Siempre he sido una persona escéptica.
Simplemente, me he negado a creer en la existencia de aquello que escapa a mis sentidos.
En otras palabras, si no le puedo ver, escuchar, o sentir… para mí, no es real.
Ni siquiera de pequeña lograban asustarme los ‘cuentos de terror’ que mi abuelo inventaba a fin de atemorizarme, o tal vez, coaccionarme, para que yo fuera una niña más obediente y bien portada con mis padres.
Y siendo ya mayor de edad, no era mucho lo que había cambiado en mi forma de pensar o de percibir el mundo.
Lo que sí me he atrevido a confesar es que, en ocasiones he tenido sueños un tanto extraños, inquietantes, perturbadores, o como muchos prefieren llamarle: Pesadillas.
En la última semana de octubre, y como cada año, se aproximaba una de las noches más esperadas por los niños.
La fiesta de Halloween.
Mi novio pasaría la noche del 31 con sus padres. Decisión que había tomado debido a la insistencia de su hermano menor, quien se había empeñado en disfrazarse de zombi, para que Jensen lo acompañara a pedir dulces junto a otros niños del pueblo.

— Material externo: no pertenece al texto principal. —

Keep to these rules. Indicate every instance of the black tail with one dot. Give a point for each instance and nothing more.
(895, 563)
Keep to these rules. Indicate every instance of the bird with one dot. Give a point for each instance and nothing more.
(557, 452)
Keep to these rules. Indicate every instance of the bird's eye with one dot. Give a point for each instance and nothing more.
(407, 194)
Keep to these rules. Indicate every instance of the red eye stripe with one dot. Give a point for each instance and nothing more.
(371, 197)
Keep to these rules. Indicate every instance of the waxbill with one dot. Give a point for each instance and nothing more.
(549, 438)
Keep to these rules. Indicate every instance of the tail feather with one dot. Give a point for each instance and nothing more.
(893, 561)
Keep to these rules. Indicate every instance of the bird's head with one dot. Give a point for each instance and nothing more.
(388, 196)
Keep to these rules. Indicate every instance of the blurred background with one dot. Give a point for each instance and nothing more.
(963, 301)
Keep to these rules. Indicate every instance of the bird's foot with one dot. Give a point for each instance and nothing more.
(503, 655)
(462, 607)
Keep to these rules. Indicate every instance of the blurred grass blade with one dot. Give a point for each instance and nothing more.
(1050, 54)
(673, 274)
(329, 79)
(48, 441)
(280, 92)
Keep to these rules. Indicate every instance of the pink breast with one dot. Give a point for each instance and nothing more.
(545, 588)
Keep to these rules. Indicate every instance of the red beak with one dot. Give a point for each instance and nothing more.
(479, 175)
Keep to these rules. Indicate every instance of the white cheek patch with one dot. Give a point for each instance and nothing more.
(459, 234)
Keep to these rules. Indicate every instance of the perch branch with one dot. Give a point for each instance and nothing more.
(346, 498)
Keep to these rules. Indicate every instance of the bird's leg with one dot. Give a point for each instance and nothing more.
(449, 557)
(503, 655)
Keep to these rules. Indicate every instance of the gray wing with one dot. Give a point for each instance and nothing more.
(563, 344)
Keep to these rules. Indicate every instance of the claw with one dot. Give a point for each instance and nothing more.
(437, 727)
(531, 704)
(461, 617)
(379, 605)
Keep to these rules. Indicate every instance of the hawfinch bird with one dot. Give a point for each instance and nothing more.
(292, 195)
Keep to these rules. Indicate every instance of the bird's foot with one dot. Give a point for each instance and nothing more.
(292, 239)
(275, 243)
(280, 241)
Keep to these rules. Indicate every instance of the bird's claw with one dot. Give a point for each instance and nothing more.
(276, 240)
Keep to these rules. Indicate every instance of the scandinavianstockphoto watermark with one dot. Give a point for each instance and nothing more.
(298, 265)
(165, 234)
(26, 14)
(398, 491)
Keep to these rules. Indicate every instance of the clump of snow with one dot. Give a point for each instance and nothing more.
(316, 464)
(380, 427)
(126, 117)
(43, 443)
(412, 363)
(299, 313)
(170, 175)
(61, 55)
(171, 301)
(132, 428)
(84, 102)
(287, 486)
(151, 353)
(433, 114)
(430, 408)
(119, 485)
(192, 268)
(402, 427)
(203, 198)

De mil amores habría ido con él, para ayudarlo a cuidar de los pequeños durante el clásico recorrido de “dulce o truco”. Sin embargo, había prometido a mi padre ir a visitarlo aquel mismo fin de semana. Y para ello, debía viajar hasta Hardville, un pequeño pueblo con menos de dos mil habitantes, ubicado a dos horas de la ciudad.
Lo que yo no esperaba aquella tarde de viernes 31 de octubre, era que mi fiel Pumpkin, una Vespa Rally 180 del ’68 restaurada, que recibí como herencia de mi fallecido abuelo, decidiera sabotearme el viaje de visita a mi progenitor.
Mi pequeña calabaza simplemente se había apagado en medio de la carretera y a menos de 30 kilómetros de llegar a mi destino.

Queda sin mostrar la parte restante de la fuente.